A new study is suggesting that 10 days of quarantine may not be enough, with as many as one in 10 people still contagious after that point.
According to a small UK study, which was published in December in the International Journal of Infectious Diseases and looked at 176 patients who had previously tested positive for COVID-19 with PCR, a new type of test found It was found that some patients were infectious. Exceeding the standard 10-day quarantine period.
“Although this is a relatively small study, our results suggest that potentially active virus can sometimes persist after a 10-day period, posing a potential risk of further transmission,” said University of Exeter. Medical school professor Lorna Harris said. inspected the study, said in a press release. “Furthermore, there was nothing clinically remarkable about these people, which means we would not be able to predict who they are.”
PCR tests are the gold standard for identifying whether a person has COVID-19, and work by looking for viral fragments. But they don’t tell us whether a person is currently infectious, according to the study, because those fragments may still be present in the system after viral clearance.
Another way to test is to look for subgenomic RNAs, which are produced when a virus is actively replicating itself, the researchers said.
The researchers looked at RNA from samples collected from 176 individuals who had previously tested positive for COVID-19 by PCR between March 17, 2020 and November 29, 2020. Of these patients, 74 were asymptomatic, 36 had mild disease, 22 had moderate. disease and 33 were classified as severe disease.
They found that 13 percent of the sgRNA-positive cases displayed clinically relevant levels of virus even after 10 days.
For the 17 people in the study, subsequent samples were available. Five of these individuals showed sgRNA positive by day 68.
The researchers hope that this type of testing could be applied in high-risk scenarios, such as testing health care workers or those working in long-term care.
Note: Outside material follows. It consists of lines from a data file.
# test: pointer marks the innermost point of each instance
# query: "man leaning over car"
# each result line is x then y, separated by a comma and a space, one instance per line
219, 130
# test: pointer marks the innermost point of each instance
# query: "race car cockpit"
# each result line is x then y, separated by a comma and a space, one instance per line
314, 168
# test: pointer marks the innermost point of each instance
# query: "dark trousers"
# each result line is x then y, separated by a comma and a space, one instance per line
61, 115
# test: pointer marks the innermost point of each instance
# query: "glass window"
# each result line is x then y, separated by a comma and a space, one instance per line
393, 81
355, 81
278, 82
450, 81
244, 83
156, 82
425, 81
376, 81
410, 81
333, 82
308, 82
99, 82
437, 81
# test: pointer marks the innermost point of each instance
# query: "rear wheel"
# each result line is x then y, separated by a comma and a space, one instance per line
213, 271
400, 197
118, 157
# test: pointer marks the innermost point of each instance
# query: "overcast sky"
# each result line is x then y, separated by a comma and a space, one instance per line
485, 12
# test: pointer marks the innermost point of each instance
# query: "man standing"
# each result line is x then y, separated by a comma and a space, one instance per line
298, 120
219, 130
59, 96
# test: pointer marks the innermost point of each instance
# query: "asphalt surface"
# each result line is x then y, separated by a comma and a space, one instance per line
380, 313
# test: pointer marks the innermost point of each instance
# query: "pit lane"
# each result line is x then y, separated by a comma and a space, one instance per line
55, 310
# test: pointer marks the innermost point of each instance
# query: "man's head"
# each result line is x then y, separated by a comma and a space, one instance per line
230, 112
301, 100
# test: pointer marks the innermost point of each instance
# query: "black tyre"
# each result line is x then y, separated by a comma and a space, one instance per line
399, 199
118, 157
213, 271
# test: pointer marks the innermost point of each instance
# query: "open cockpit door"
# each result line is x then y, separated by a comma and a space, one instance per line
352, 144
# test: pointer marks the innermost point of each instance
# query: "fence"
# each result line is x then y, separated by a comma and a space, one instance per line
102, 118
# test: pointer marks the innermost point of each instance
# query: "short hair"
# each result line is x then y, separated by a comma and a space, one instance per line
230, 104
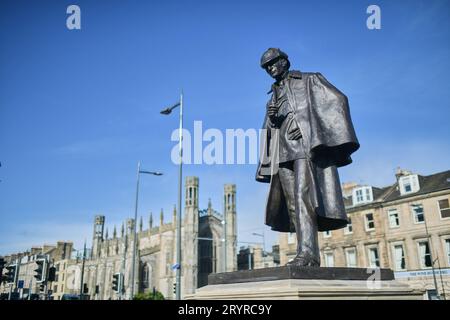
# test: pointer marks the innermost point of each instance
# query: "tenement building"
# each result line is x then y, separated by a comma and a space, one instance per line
208, 245
404, 226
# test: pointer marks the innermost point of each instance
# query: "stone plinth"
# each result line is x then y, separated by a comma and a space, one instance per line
294, 283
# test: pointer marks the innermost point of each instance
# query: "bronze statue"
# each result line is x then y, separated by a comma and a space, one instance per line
309, 134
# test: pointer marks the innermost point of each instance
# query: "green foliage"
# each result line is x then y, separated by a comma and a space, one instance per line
149, 296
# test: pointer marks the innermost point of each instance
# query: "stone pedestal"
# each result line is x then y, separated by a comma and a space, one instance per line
294, 283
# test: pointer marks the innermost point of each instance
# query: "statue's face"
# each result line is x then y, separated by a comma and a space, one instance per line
277, 68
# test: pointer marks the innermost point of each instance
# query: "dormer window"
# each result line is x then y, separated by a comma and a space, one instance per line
362, 195
409, 184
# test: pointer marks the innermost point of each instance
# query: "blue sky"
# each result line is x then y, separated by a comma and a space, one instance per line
79, 108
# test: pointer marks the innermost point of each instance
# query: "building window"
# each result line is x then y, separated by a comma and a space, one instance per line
362, 195
370, 223
418, 213
329, 259
349, 227
424, 254
399, 257
444, 208
409, 184
350, 256
394, 221
374, 259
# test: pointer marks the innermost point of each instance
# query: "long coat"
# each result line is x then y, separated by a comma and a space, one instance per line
322, 114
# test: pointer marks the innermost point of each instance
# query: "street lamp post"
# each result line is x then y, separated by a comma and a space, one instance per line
133, 271
168, 111
431, 255
264, 244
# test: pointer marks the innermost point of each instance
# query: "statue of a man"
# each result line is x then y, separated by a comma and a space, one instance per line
309, 134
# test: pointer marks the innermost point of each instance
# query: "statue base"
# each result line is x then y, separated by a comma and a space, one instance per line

“In some settings, such as people returning home after illness, being contagious even after ten days can pose a serious public health risk,” study lead author Marilyn Davis said in the release. “We may need to make sure that people in those settings have a negative active virus test to ensure that people are no longer contagious. We now want to do larger tests to investigate this further.”
Some previous studies have suggested that the presence of sgRNA does not necessarily mean that the virus is definitely active, and the researchers acknowledge that further research is needed on this issue.
But this shows that the 10-day rule may not be absolute for every case.
“Given the apparent potential for onward transmission in these cases, more targeted studies to detect and investigate secondary cases with more than 10 days of transmission should now be performed in these populations,” the study said in its conclusion.